Санин вздрогнул, вдруг вспомнив, что так же называла его жена. По имени – не то что «Алешиком», а даже просто «Алексеем» – к нему никто не обращался уже много лет. Или по фамилии, или по номеру, блатные в лагере – по кличке.

Медленно обернулся.

Женщина, вся в мелких кудряшках, в пальто с квадратными плечами махала рукой мальчику в беретке.

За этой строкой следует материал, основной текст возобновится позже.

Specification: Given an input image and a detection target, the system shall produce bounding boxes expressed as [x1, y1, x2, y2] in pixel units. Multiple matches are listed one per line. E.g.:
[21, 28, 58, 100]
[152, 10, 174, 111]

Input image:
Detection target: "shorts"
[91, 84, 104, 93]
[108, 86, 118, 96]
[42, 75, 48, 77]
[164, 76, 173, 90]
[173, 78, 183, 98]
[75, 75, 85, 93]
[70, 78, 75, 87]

– Слушаю, гражданин, – нетерпеливо сказали из окошка. – Вам что?

– Я, девушка, ищу двух фронтовых знакомых. Первого звать Беклемишев Илья Гаврилович. Точного года рождения не скажу, лет сорок пять ему сейчас. И еще Берман Ефим Соломонович, ему что-то под сорок. Вот, я написал.

Сунул бумажку.

В списке было восемнадцать имен. Спрашивать в одном месте больше, чем про двоих человек, не стоило, поэтому Санин и составил траекторию через девять адресно-справочных бюро.

До последнего пункта, на Каланчевке, он добрался уже в сумерках. Нисколько не устал. Последний год, уже на бесконвойке, он работал разметчиком вырубного леса – бывало, отмахивал по тайге за день километров по сорок. И ничего. С отвычки – без строя, без вохры, без собачьего лая – было даже в радость.